Huawei's new fast-charging battery charges 10 times faster than normal lithium ion batteries and has a new electrode design, according to the company.
The batteries created by the Huawei-owned Watt Lab, were demonstrated at the 56th Battery Symposium in Japan last week.
The new batteries incorporate a catalyst in the anode that speeds up the conversion of electrical energy from the grid into chemical energy.
The process neither shortens the battery's life nor does it reduce the amount of energy it can store.
Huawei has showcased two types of batteries - a 3,000 milliampere-hour (mAh) battery that could be charged to 48 per cent in five minutes and a smaller 600mAh battery that charged to 68 per cent in two minutes.
By way of comparison, the Nexus 6P phablet comes with a 3,450mAh battery while Apple's iPhone 6S features a 1,715mAh battery.
Current quick-charging technology such as Qualcomm's Quick Charge or the faster charging capability built into the new USB-C connector took an hour to fully charge a large smartphone battery.

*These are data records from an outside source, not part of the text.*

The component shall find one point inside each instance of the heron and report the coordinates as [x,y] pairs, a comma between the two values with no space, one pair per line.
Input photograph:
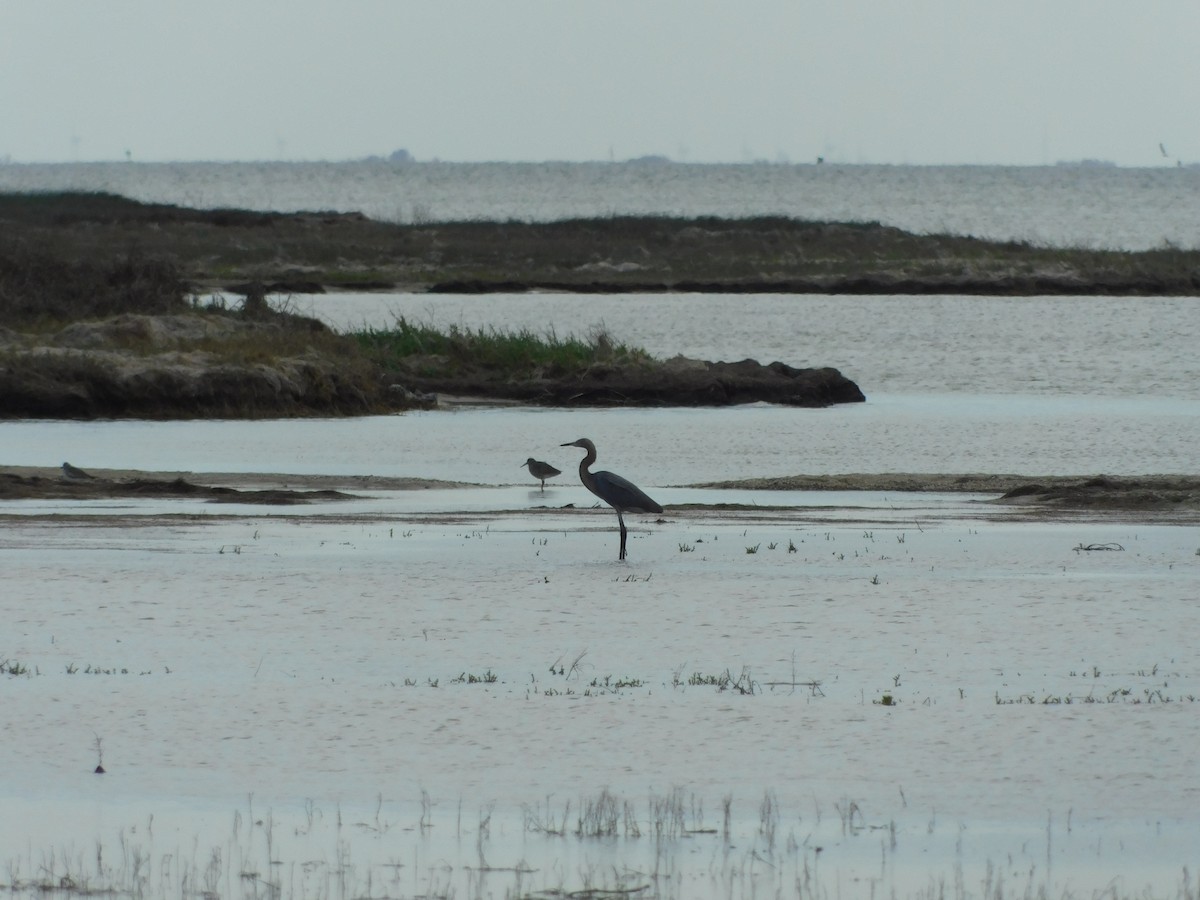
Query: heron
[541,471]
[612,489]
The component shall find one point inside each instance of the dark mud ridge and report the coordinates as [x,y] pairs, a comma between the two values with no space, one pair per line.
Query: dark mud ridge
[90,370]
[677,382]
[21,487]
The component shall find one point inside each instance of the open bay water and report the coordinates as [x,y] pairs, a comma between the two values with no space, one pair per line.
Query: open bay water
[281,696]
[1060,205]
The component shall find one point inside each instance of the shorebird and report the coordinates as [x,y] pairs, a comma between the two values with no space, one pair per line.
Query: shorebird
[612,489]
[541,471]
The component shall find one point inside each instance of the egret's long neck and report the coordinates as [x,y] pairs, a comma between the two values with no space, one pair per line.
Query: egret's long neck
[585,463]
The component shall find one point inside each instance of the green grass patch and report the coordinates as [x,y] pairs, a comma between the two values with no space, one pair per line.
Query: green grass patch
[519,353]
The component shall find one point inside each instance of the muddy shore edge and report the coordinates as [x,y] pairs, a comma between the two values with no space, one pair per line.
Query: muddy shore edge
[1093,492]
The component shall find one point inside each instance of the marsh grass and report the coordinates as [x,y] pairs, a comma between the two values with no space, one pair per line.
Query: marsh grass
[653,847]
[522,353]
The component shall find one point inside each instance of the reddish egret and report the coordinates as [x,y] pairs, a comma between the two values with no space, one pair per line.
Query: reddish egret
[612,489]
[541,471]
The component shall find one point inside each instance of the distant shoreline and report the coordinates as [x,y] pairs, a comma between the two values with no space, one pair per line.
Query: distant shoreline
[240,251]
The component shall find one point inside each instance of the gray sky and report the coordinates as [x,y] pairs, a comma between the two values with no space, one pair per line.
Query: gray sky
[1021,82]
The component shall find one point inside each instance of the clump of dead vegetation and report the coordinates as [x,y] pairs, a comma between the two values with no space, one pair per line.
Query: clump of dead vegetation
[124,337]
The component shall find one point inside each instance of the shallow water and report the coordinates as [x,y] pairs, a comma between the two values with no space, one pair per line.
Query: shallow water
[1089,207]
[393,697]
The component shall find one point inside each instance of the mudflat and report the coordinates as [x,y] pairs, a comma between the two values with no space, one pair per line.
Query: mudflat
[1155,493]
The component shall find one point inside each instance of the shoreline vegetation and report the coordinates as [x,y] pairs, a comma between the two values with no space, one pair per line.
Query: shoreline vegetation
[114,309]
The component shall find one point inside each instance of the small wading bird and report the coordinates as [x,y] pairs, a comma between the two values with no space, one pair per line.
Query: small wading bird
[612,489]
[541,471]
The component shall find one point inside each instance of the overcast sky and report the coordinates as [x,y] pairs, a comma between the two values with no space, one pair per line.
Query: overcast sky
[1021,82]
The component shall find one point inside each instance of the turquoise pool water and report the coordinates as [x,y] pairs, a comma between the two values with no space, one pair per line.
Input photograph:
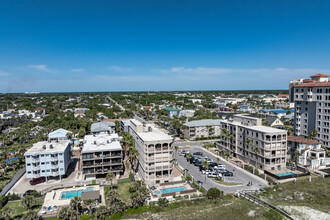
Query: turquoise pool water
[71,194]
[286,174]
[173,189]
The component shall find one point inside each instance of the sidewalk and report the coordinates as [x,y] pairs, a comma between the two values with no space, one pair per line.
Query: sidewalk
[237,167]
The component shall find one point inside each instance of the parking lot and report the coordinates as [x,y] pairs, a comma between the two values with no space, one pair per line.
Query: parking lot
[239,175]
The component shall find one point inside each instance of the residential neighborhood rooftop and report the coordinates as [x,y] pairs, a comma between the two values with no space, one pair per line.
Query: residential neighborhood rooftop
[101,142]
[46,147]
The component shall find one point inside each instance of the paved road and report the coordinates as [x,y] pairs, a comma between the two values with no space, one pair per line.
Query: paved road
[240,176]
[120,106]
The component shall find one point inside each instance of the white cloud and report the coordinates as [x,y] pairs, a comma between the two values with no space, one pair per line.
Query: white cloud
[40,67]
[120,69]
[78,70]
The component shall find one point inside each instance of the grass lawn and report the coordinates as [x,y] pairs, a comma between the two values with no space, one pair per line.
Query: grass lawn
[122,187]
[227,183]
[228,208]
[19,210]
[315,194]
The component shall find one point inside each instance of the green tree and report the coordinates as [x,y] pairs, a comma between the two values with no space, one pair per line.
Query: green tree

Huawei's Lithium-ion device is similar in size and capacity to the batteries that come with most smartphones.
A Huawei user said in a blog post: "Soon, we will all be able to charge our batteries to full power in the time it takes to grab a coffee."
Earlier this year, UK company Intelligent Energy claimed a prototype hydrogen-powered fuel cell, it had developed for Apple's iPhone 6, which could keep the handset running for a week without a recharge.